This symposium will discuss all aspects of perovskite-based multi-junction solar cells, including perovskite/silicon, perovskite/chalcogenide and perovskite/perovskite tandem solar cells. Aspects discussed will be performance enhancements, stability, scaling, and commercialization efforts.
- Perovskite/silicon tandem solar cells
- Perovskite/perovskite tandem solar cells
- Perovskite/chalcogenide tandem solar cells
- Monofacial and bifacial tandems
- Performance enhancements
- Contact engineering
- Scaling
- Stability
- Commercialization
Dr. Fan Fu is a group leader at Empa-Swiss Federal Laboratories for Materials Science and Technology. He received his bachelor's and master's degrees in materials science from the Wuhan University of Technology in 2010 and 2013, respectively. He joined Prof. Ayodhya N. Tiwari's group as a Ph.D. student in 2014 and earned his Ph.D. degree from ETH Zürich with distinction in 2017. His doctoral thesis on perovskite-CIGS thin-film tandem solar cells was awarded ETH Medal. From January 2018 to May 2019, he worked as a postdoc researcher in Prof. Christophe Ballif's group at EPFL. In June 2019, he joined Empa as a group leader. He is currently leading a research team investigating novel perovskite semiconductors for energy and optoelectronics applications. In particular, his group's recent research efforts focus on upscaling high-performance perovskite-based tandem solar cells and mini-modules on flexible substrates.
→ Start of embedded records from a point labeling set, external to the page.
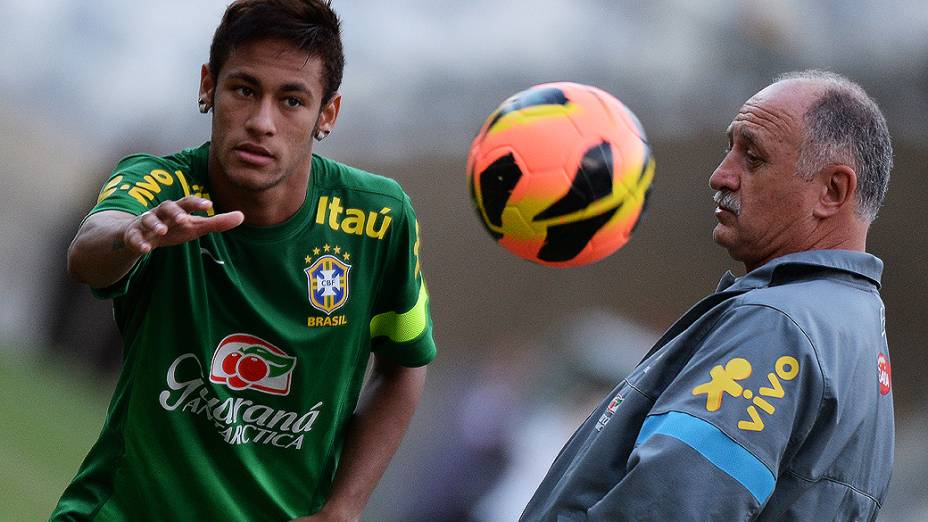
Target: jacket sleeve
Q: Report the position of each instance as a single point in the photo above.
(713, 444)
(401, 326)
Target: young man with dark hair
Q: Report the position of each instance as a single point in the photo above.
(252, 280)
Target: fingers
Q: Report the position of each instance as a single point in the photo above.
(223, 222)
(173, 222)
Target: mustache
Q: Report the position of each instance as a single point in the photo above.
(726, 200)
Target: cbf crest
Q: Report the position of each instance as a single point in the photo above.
(328, 283)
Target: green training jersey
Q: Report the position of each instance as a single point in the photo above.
(245, 351)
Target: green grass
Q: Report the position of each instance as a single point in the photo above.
(51, 416)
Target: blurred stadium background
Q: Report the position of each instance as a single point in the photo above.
(524, 350)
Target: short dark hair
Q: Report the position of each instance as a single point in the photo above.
(311, 25)
(845, 125)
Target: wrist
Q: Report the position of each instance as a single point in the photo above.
(335, 512)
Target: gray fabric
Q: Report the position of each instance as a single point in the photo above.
(810, 327)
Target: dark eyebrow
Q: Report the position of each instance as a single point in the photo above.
(245, 77)
(287, 87)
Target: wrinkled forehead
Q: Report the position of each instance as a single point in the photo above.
(776, 112)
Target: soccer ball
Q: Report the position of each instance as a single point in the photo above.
(560, 174)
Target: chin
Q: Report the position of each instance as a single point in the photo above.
(256, 181)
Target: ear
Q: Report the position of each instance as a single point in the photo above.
(838, 190)
(328, 115)
(207, 85)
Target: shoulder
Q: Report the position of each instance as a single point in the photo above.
(334, 176)
(186, 160)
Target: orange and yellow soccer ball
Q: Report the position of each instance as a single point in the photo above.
(560, 174)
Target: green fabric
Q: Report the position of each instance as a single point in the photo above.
(245, 352)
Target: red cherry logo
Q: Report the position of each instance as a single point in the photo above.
(230, 362)
(236, 383)
(252, 368)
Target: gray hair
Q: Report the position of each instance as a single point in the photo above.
(845, 126)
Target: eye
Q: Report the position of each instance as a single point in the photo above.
(753, 159)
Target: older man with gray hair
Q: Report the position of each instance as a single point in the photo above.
(770, 399)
November 2021, Jan Christoph Goldschmidt has started as professor of Physics of Solar Energy Conversion at the University of Marburg, Germany.
Before, he has been Head of Group "Novel Solar Cells Concepts" at Fraunhofer ISE, Freiburg, Germany since 2010. In 2012/2013 he visited Imperial College, London, UK and the MCC Berlin, Germany for research stays.
He received his PhD from the University of Konstanz, Germany for his work at Fraunhofer ISE. He studied Physics at the Albert-Ludwigs University Freiburg and the UNSW, Sydney, Ausstralia.
Brett Kamino
Tomas Leijtens
Tomas obtained his PhD at Oxford for his work understanding degradation mechanisms and photophysical processes in dye sensitized and perovskite solar cells. He was a Marie Curie fellow at Stanford, where he co-developed the first all-perovskite tandem solar cells and helped develop the perovskite-silicon tandem solar cells that became the first points on the NREL chart for these tandems. He then carried that research further at the National Renewable Energy Laboratory as a Staff Scientist. He is a co-founder and the chief technical officer of Swift Solar, which is developing and commercializing perovskite tandem PV.
Dr Laura Miranda Perez is the Head of Materials Research and Characterisation at Oxford PV, a spin-out of Oxford University that is commercialising perovskites for photovoltaic applications. Laura has a strong background in materials synthesis and characterisation. Prior to joining Oxford PV she was a fellow at the University of Oxford, where her work focused on perovskites and carbon materials. Before this, Laura held a fellowship in perovskite thin film materials at the College du France in Paris. Laura undertook her PhD in Madrid, Spain and Sheffield, UK, in the screening of new families of hexagonal perovskite materials.